By Richard Thomas
Glenglassaugh is a Speyside distillery, located some 50 miles northwest of the regional center of Aberdeen. Founded in 1875, it’s story has fewer twists and turns to it than many of Scotland’s distilleries. The distillery was started by a grocer so as to supply his own retail needs, and many whisky brands in the late 19th Century were founded by grocers. It was sold in 1892 to Highland Distillers and remained operational (except for a brief closure for renovation and expansion in the 1960s) until 1986. Under new ownership, it reopened in 2008. It was then absorbed into the BenRiach Group in 2013, which was then acquired by Brown-Forman in 2016. Master Blender Rachel Barrie now oversees Glenglassaugh’s workings.

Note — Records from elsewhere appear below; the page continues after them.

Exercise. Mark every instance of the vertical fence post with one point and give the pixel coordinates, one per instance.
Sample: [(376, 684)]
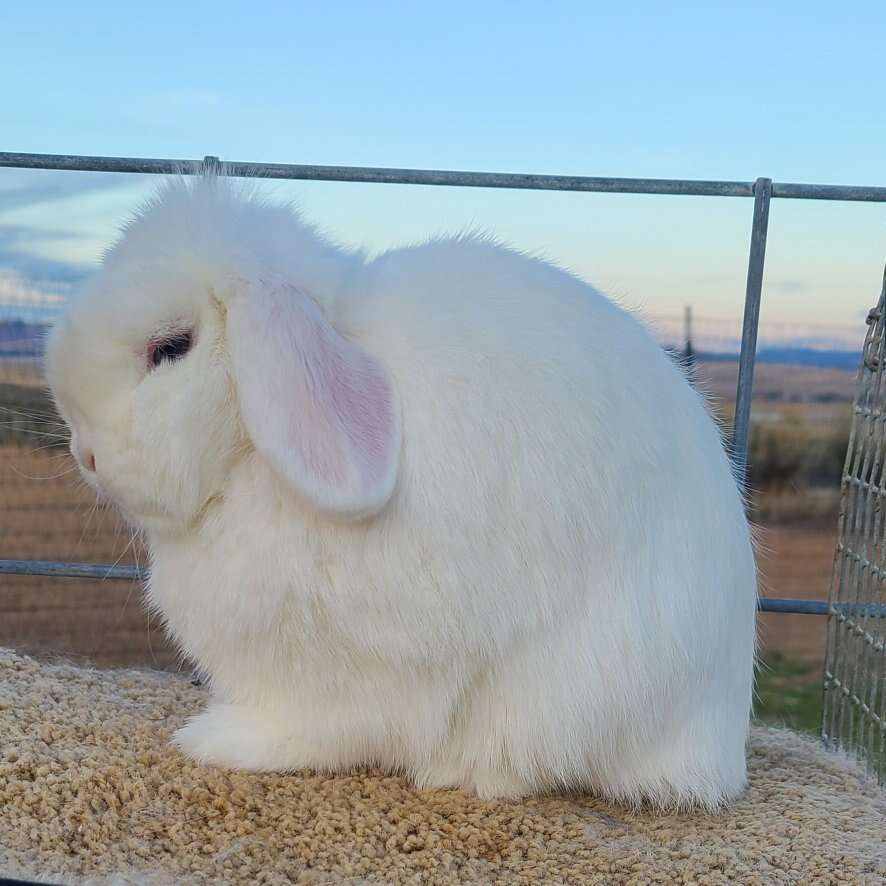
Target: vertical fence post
[(741, 425), (210, 165)]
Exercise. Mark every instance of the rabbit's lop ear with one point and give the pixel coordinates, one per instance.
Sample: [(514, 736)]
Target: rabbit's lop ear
[(319, 408)]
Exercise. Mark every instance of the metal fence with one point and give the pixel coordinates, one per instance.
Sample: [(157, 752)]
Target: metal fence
[(762, 191), (854, 715)]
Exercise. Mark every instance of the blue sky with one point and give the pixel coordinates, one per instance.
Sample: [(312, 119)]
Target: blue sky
[(694, 90)]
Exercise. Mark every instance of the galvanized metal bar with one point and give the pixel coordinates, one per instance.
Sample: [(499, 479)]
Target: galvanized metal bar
[(853, 193), (747, 357), (381, 175), (135, 573), (72, 570), (450, 178)]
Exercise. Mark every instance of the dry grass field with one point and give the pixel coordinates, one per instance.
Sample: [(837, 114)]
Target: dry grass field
[(46, 513)]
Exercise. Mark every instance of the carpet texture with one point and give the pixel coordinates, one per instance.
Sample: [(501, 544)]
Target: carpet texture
[(91, 793)]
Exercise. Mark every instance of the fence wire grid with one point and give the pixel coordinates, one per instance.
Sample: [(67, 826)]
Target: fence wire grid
[(854, 717), (855, 672)]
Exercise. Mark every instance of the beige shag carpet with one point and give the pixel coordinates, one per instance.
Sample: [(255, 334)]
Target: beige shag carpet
[(91, 793)]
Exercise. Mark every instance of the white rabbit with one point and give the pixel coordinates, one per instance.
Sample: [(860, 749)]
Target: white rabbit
[(450, 512)]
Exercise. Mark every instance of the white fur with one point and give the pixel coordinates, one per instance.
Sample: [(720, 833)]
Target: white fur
[(559, 591)]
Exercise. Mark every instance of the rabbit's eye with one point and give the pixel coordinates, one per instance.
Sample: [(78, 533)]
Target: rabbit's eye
[(168, 349)]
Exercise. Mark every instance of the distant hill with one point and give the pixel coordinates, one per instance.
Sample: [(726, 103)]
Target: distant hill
[(25, 340), (21, 340), (791, 356)]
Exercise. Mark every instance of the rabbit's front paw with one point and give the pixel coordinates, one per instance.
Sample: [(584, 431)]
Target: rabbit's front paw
[(237, 737)]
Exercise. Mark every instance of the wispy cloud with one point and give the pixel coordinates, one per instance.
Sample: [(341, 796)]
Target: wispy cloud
[(17, 255), (23, 188), (791, 286)]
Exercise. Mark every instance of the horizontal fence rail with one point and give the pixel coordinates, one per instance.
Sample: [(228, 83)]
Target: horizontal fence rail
[(448, 178), (763, 190), (135, 573)]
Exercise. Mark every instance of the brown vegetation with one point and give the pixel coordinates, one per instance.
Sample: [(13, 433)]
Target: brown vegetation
[(796, 458)]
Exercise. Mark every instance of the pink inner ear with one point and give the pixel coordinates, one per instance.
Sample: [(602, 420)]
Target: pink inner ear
[(320, 408)]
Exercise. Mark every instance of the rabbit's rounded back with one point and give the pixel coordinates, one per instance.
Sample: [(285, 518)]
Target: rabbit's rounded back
[(453, 500)]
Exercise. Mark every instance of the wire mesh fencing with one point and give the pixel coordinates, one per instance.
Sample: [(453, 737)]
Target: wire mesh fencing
[(854, 712)]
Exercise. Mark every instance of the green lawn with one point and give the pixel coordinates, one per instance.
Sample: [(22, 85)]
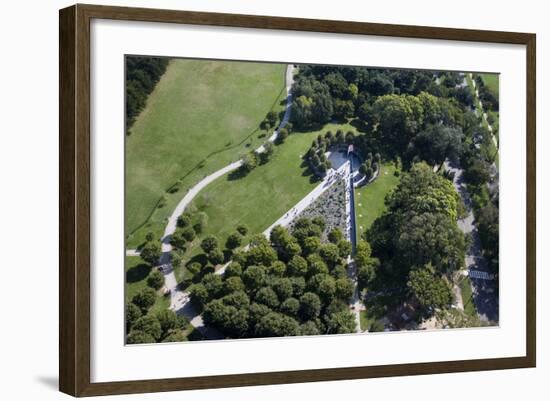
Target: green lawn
[(198, 108), (491, 80), (466, 291), (369, 199), (137, 272), (265, 194)]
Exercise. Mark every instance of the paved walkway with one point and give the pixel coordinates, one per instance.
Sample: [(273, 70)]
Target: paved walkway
[(180, 300), (484, 292)]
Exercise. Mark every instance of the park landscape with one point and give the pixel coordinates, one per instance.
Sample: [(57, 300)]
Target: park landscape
[(274, 200)]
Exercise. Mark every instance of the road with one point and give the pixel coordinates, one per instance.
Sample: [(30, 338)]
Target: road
[(180, 300), (484, 291)]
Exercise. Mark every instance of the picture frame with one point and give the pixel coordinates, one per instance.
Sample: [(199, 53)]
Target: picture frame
[(76, 208)]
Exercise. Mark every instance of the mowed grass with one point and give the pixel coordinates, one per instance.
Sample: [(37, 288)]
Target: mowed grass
[(137, 272), (199, 107), (266, 193), (491, 80), (369, 199), (466, 292)]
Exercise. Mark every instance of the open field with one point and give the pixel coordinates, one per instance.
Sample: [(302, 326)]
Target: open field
[(175, 137), (137, 272), (369, 200), (259, 198)]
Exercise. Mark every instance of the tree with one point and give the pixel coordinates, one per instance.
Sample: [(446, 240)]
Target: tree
[(139, 337), (342, 322), (290, 307), (330, 254), (132, 314), (477, 173), (150, 252), (344, 248), (437, 143), (316, 265), (194, 268), (266, 155), (233, 270), (150, 325), (209, 243), (310, 245), (188, 233), (213, 284), (175, 336), (297, 266), (277, 269), (238, 299), (309, 329), (344, 289), (367, 273), (230, 320), (283, 134), (261, 254), (168, 321), (215, 257), (277, 325), (178, 241), (335, 235), (199, 296), (310, 306), (326, 288), (254, 277), (184, 220), (234, 241), (242, 229), (398, 118), (282, 287), (175, 259), (233, 284), (279, 236), (256, 312), (428, 289), (268, 297), (145, 299), (155, 280), (363, 169)]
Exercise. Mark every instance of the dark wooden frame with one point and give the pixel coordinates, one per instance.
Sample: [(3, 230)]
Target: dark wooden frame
[(74, 202)]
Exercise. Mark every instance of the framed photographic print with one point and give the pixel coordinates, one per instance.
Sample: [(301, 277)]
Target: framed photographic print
[(250, 200)]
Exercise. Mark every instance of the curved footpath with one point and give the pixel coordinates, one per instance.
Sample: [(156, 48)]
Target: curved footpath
[(179, 300)]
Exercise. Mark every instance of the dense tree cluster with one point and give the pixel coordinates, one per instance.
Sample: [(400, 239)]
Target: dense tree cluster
[(290, 284), (162, 326), (142, 74), (419, 232), (487, 97)]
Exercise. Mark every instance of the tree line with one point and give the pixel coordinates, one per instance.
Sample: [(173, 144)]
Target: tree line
[(142, 74), (290, 284)]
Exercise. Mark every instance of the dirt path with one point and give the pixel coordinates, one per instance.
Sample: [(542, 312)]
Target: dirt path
[(180, 300)]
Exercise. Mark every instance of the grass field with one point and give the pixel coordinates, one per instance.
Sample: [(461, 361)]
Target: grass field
[(491, 80), (466, 291), (137, 272), (198, 108), (369, 200), (261, 197)]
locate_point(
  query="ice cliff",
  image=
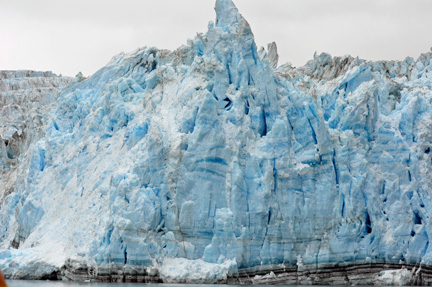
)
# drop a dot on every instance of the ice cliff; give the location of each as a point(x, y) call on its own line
point(212, 164)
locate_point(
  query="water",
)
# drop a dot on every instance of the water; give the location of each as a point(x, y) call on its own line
point(40, 283)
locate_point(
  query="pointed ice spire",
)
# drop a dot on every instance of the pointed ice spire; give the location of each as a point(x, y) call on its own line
point(227, 14)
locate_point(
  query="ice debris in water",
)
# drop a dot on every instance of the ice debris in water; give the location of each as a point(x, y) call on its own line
point(212, 153)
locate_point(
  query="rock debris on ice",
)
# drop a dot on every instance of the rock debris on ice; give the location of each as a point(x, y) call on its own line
point(211, 162)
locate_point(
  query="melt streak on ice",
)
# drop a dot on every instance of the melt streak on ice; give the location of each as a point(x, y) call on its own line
point(212, 164)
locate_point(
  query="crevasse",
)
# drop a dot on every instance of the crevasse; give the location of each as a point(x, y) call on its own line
point(211, 164)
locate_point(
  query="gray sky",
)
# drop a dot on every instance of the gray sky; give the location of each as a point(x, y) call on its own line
point(67, 36)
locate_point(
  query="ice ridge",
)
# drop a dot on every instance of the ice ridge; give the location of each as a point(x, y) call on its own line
point(211, 164)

When Glenglassaugh made its comeback, it was on the backs of a handful of ultra-aged releases coming out of their old stock, made in the 1980s or before. One could say Glenglassaugh is best known for its 30 and 40 year old single malts, so it was to great interest when it was announced a 46 year old Glenglassaugh was coming to the United States.
Only 215 bottles of this malt are coming to America (total numbers available globally aren’t known), each filled with whisky distilled in 1975. It’s bottled at 41.7% ABV.

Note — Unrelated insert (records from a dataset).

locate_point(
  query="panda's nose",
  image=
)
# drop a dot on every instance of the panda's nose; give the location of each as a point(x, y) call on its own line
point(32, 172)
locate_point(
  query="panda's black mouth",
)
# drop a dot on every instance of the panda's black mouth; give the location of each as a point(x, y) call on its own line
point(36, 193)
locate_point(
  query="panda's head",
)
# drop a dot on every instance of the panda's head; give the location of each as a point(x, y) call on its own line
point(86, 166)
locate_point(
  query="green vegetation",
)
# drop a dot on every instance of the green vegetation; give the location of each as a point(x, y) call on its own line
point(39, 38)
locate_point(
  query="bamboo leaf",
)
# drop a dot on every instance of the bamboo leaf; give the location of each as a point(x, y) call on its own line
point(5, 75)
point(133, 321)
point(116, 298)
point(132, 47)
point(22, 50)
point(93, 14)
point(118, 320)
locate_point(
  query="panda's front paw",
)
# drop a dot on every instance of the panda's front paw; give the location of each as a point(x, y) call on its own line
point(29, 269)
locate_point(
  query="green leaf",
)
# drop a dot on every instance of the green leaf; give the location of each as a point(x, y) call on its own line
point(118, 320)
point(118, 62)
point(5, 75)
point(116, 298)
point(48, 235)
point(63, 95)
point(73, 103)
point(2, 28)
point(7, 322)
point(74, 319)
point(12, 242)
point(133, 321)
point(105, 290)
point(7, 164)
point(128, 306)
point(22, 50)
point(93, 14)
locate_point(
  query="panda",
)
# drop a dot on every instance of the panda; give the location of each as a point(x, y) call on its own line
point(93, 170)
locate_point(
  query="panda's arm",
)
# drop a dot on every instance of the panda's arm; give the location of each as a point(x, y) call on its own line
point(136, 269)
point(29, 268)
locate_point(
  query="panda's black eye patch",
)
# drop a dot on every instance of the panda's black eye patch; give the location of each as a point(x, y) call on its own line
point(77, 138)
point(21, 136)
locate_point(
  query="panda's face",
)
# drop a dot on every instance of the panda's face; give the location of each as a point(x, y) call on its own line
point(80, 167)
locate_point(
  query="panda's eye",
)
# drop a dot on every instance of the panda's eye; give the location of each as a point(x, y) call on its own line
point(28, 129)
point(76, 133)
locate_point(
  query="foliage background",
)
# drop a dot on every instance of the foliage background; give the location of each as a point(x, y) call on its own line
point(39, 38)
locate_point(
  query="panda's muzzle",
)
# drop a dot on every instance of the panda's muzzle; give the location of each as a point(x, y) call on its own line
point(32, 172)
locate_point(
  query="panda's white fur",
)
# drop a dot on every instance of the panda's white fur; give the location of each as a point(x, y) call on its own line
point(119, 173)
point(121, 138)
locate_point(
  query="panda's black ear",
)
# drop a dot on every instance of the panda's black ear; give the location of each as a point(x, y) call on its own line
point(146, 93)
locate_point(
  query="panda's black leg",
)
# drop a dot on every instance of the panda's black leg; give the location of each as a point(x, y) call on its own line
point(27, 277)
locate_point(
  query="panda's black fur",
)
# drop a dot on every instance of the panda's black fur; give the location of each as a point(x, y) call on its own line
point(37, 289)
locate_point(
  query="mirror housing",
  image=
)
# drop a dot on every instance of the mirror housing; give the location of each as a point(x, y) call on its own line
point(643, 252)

I have had my dark golden-colored pour out on the table as I’ve been writing the above text, and I can already say it’s aromatic. The aroma is rising out of the Glencairn to greet me. That scent is fruity and tropical, with mango and plum sitting on a toasted oaken dish of ambergris.
The flavor is as perfume-y as the nose suggests. Again, it’s fruity with the mango, but the plums morph to cherry and black currant. This is accented by sandalwood and mint. The flavor rolls off those latter spices, before evolving into a pipe tobacco flavor that lingers on and on.
I can’t really say if this pour is worth $4,800 a bottle, because I’m not in the socio-economic stratum that has a middling four figures to spend on a bottle of whisky. That said, I can tell you what is in that bottle with a single word: delight.
Each bottle is officially commanding $4,800.